IoT devices equipped with sensors can be installed on machinery, equipment, and other assets throughout the manufacturing facility. These sensors collect real-time data on machine performance, energy consumption, temperature, humidity, and other relevant metrics. This data can be processed and analysed using advanced analytics tools.
Sustainability is linked to quality. High-quality garments have a longer lifecycle, which reduces consumers’ need to purchase more. In the long run, this results in limiting consumption, and therefore production. Reducing apparel production is necessary for manufacturers and retailers to make good on their sustainability commitments.
Periods of demand slump give manufacturers respite from the pressures of short production cycles. Factories have the short-lived luxury of slow production during these periods which helps manufacture higher-quality and durable products using more sustainable practices.
Garment production during demand slumps can also help manufacturers engage in ethical labour practices. The workforce need not work faster or longer to fulfil orders as the batch sizes tend to be smaller during this period. They may benefit from flexible work hours, part-time employment, and voluntary vacation time.
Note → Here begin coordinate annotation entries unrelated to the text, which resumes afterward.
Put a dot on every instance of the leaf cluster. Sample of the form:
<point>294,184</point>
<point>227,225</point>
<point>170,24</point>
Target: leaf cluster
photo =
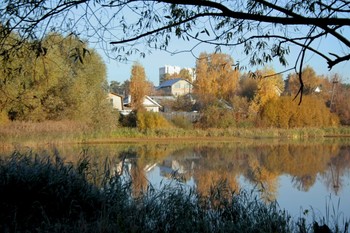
<point>54,79</point>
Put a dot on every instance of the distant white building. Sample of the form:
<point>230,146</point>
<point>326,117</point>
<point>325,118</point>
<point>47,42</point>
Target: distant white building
<point>175,87</point>
<point>167,69</point>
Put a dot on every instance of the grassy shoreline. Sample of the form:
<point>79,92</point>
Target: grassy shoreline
<point>72,132</point>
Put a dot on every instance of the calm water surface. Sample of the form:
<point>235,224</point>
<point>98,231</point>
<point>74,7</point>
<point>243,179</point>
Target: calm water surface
<point>300,176</point>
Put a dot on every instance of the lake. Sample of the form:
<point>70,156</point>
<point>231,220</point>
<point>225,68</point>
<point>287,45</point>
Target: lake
<point>306,178</point>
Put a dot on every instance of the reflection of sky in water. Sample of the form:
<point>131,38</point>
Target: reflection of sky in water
<point>317,199</point>
<point>294,201</point>
<point>155,178</point>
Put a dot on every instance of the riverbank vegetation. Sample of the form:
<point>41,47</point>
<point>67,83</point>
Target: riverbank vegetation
<point>34,133</point>
<point>42,193</point>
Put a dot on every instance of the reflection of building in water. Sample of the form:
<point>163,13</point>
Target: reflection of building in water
<point>173,169</point>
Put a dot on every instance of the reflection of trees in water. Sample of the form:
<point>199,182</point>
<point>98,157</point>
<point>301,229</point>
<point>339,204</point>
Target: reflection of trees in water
<point>266,180</point>
<point>208,164</point>
<point>263,164</point>
<point>303,183</point>
<point>338,166</point>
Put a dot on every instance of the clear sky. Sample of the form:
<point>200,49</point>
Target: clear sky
<point>118,71</point>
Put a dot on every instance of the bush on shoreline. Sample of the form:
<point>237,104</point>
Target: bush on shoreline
<point>44,194</point>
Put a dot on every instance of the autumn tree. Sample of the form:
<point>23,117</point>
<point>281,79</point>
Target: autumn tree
<point>265,30</point>
<point>247,86</point>
<point>139,86</point>
<point>64,81</point>
<point>216,79</point>
<point>284,113</point>
<point>269,86</point>
<point>340,103</point>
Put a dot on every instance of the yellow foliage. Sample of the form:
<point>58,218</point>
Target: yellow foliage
<point>283,112</point>
<point>215,77</point>
<point>151,120</point>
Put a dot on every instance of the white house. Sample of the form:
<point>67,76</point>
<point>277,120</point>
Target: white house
<point>175,87</point>
<point>149,104</point>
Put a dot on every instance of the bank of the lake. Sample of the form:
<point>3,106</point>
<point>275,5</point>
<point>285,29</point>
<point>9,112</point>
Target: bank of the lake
<point>72,132</point>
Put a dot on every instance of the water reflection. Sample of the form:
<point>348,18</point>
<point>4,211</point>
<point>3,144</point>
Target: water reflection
<point>280,171</point>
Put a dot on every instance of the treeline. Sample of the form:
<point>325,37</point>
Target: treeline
<point>224,97</point>
<point>57,78</point>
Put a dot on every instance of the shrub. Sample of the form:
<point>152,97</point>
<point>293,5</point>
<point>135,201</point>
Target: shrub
<point>215,116</point>
<point>151,120</point>
<point>283,112</point>
<point>182,122</point>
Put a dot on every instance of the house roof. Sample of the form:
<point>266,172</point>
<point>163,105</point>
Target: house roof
<point>127,101</point>
<point>169,82</point>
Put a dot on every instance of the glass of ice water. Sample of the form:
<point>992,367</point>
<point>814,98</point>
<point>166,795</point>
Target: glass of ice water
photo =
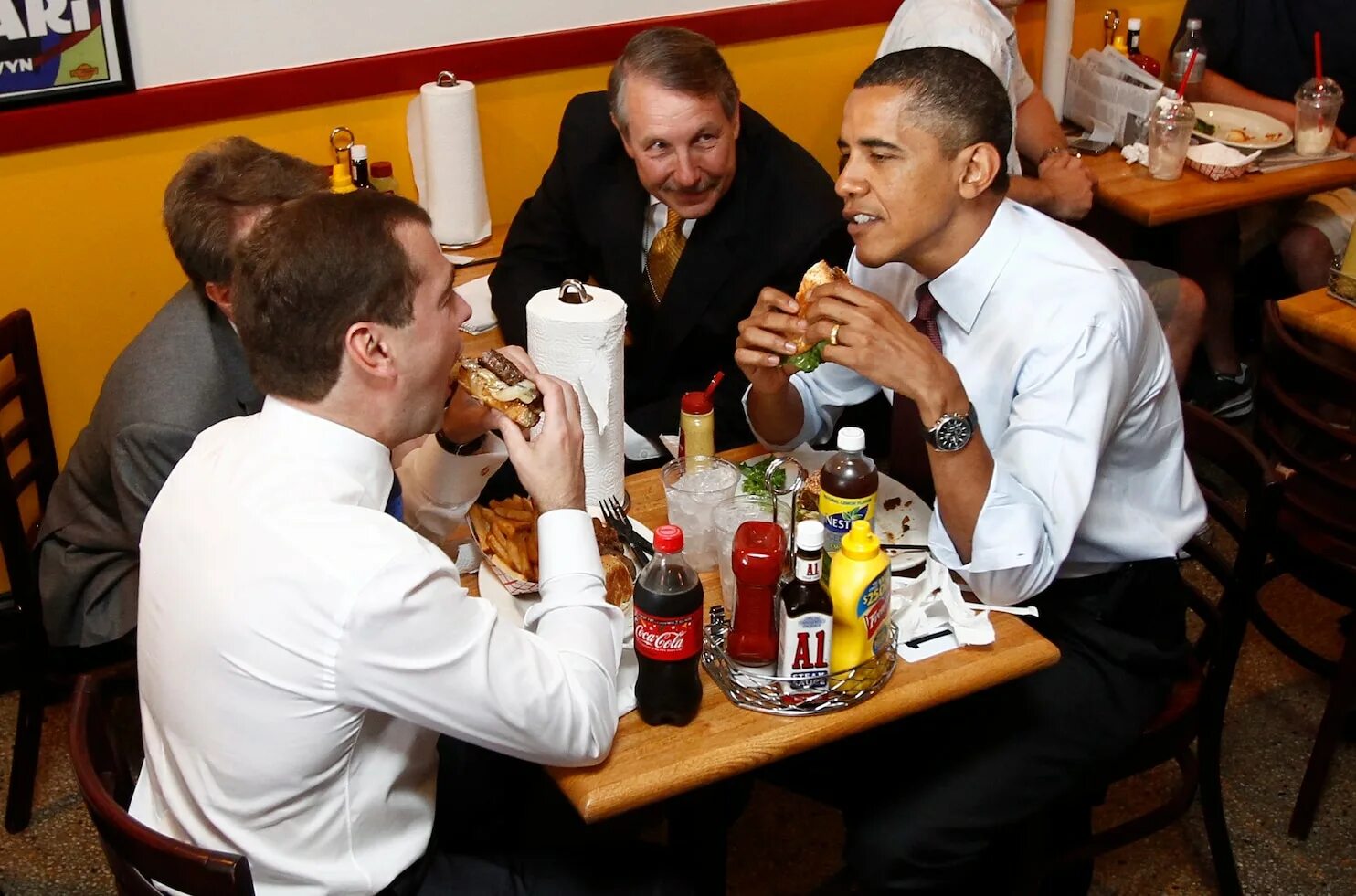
<point>694,489</point>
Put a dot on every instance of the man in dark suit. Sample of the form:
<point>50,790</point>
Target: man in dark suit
<point>685,202</point>
<point>179,375</point>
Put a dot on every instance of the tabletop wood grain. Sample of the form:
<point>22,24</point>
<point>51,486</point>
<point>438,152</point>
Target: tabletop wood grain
<point>1321,316</point>
<point>1131,193</point>
<point>649,764</point>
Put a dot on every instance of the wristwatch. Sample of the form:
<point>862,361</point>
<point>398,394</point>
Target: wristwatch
<point>952,431</point>
<point>459,448</point>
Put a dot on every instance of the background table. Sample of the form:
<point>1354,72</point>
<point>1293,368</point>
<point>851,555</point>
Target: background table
<point>1131,193</point>
<point>1322,318</point>
<point>649,764</point>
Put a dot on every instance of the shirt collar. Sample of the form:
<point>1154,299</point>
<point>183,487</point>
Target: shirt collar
<point>963,288</point>
<point>328,442</point>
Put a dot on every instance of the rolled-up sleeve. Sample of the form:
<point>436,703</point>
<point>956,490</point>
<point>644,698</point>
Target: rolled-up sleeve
<point>1067,403</point>
<point>823,395</point>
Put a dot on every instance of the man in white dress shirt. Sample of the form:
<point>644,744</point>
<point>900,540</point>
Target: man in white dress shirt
<point>302,647</point>
<point>1033,385</point>
<point>1062,186</point>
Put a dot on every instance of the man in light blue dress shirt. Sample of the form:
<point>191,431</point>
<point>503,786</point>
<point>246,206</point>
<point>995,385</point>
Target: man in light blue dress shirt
<point>1033,388</point>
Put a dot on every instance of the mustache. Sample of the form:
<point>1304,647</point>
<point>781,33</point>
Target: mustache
<point>705,184</point>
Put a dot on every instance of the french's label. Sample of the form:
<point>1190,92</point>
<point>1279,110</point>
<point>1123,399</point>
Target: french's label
<point>667,638</point>
<point>874,607</point>
<point>803,655</point>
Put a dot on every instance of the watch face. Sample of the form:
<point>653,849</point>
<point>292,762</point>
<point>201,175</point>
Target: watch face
<point>952,434</point>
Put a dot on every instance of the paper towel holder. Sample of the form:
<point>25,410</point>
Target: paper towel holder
<point>574,293</point>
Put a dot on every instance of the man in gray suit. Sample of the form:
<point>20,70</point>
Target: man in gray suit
<point>184,373</point>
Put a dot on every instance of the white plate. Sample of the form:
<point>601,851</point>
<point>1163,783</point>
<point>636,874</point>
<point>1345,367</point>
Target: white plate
<point>513,609</point>
<point>888,523</point>
<point>1226,118</point>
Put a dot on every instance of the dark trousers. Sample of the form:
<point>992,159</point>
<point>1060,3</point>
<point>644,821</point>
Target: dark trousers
<point>953,792</point>
<point>503,827</point>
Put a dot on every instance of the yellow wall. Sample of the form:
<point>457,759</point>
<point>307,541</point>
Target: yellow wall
<point>80,238</point>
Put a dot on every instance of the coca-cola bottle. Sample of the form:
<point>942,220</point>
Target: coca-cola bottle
<point>667,607</point>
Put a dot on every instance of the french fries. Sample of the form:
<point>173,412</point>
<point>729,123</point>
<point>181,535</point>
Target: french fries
<point>507,532</point>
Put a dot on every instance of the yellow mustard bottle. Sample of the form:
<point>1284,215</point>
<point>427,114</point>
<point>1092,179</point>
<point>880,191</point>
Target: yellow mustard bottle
<point>859,585</point>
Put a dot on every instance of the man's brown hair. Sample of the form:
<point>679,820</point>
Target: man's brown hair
<point>678,60</point>
<point>311,270</point>
<point>215,189</point>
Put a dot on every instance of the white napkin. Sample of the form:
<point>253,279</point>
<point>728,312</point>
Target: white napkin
<point>933,602</point>
<point>1135,153</point>
<point>1219,154</point>
<point>478,296</point>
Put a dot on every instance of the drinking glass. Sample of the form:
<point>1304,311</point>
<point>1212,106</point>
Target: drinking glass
<point>694,489</point>
<point>728,517</point>
<point>1169,134</point>
<point>1317,105</point>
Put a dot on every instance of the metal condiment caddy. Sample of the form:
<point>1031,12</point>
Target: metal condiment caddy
<point>765,693</point>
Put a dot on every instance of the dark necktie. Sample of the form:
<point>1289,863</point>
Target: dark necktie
<point>907,450</point>
<point>395,503</point>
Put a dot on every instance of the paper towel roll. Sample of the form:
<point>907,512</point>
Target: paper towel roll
<point>444,136</point>
<point>582,343</point>
<point>1059,44</point>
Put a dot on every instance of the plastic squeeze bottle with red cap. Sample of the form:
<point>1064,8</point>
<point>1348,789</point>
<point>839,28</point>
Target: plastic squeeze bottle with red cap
<point>696,426</point>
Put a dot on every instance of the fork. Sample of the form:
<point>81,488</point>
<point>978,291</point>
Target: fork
<point>614,517</point>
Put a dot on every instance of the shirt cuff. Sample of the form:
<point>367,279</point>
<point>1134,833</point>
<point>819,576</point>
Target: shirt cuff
<point>566,545</point>
<point>810,425</point>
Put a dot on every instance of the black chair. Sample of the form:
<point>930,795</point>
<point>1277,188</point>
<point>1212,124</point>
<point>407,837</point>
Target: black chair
<point>1241,495</point>
<point>1306,414</point>
<point>105,764</point>
<point>26,480</point>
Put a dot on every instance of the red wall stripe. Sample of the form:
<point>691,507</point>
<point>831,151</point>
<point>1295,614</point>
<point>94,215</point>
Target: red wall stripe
<point>196,102</point>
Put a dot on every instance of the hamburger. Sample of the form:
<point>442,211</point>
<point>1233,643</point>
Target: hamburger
<point>807,357</point>
<point>496,383</point>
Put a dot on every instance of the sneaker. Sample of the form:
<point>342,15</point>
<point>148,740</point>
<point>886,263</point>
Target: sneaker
<point>1226,396</point>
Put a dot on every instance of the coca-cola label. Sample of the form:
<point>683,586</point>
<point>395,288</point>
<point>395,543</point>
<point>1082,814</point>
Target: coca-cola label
<point>667,638</point>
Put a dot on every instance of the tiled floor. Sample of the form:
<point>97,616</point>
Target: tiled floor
<point>1272,717</point>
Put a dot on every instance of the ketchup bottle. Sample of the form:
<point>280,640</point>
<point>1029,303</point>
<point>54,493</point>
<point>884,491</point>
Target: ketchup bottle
<point>757,556</point>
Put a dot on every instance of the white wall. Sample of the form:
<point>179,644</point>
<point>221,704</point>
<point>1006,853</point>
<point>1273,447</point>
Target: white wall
<point>175,41</point>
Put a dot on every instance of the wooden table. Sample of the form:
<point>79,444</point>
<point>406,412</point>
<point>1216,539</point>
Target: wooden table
<point>649,764</point>
<point>1321,316</point>
<point>1131,193</point>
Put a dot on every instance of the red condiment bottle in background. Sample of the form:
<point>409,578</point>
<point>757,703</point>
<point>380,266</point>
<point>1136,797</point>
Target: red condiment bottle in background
<point>1146,63</point>
<point>757,556</point>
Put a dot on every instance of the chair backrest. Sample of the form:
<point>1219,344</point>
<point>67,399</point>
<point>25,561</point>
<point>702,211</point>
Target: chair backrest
<point>105,764</point>
<point>1308,422</point>
<point>30,459</point>
<point>1243,495</point>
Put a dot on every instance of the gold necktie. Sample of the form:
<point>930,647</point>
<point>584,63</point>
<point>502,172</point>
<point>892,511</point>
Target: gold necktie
<point>663,254</point>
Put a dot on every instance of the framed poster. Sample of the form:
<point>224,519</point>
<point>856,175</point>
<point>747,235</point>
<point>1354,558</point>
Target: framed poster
<point>61,49</point>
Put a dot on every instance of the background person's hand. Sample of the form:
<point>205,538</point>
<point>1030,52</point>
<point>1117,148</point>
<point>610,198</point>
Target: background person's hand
<point>551,464</point>
<point>767,338</point>
<point>1070,184</point>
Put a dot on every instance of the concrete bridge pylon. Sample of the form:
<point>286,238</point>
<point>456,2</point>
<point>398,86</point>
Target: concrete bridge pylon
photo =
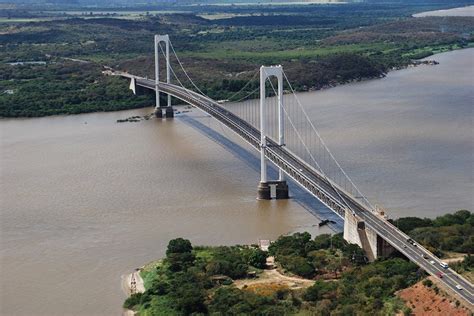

Scenario planning is a strategic process that envisions various future scenarios that could impact the business. This approach helps manufacturers anticipate potential changes and uncertainties, allowing them to make informed decisions and create flexible strategies.
Manufacturers must identify market trends, tech advances, regulatory changes, and shifts in supply chain dynamics to create a variety of scenarios – baseline, optimistic, pessimistic, and alternative – that could take place in the future. They must then analyse the impact of each scenario, and develop strategic responses to each.
Manufacturers may be in a seasonal slump, but the reality of the fashion industry is that seasons are changing today. There is a need to produce evergreen products that can be worn around the year, but there is also a need to diversify to different markets and across products. Such a strategy would allow manufacturers to remain in business beyond their usual productive months.
For example, in addition to lightweight summer clothing, manufacturers can also produce winter wear, accessories, or even non-seasonal items like activewear or loungewear. This ensures that there's demand for their products throughout the year, in various geographical regions, reducing the dependency on any one particular season.
Apparel manufacturing is an extremely competitive industry during its traditional seasons. To stand out and make a bid for a larger piece of the pie, manufacturers may look to increase their productivity during the off-season.
Manufacturers must craft an all-encompassing strategy that includes demand-driven forecasting, inventory management, production planning, cost control, the use of technology, and sustainable practices to navigate seasonal slumps in a way that delivers the optimum output and increases revenues. In a shrinking world and the changing nature of demand, off-season productivity may very well be the next frontier for apparel manufacturers to conquer.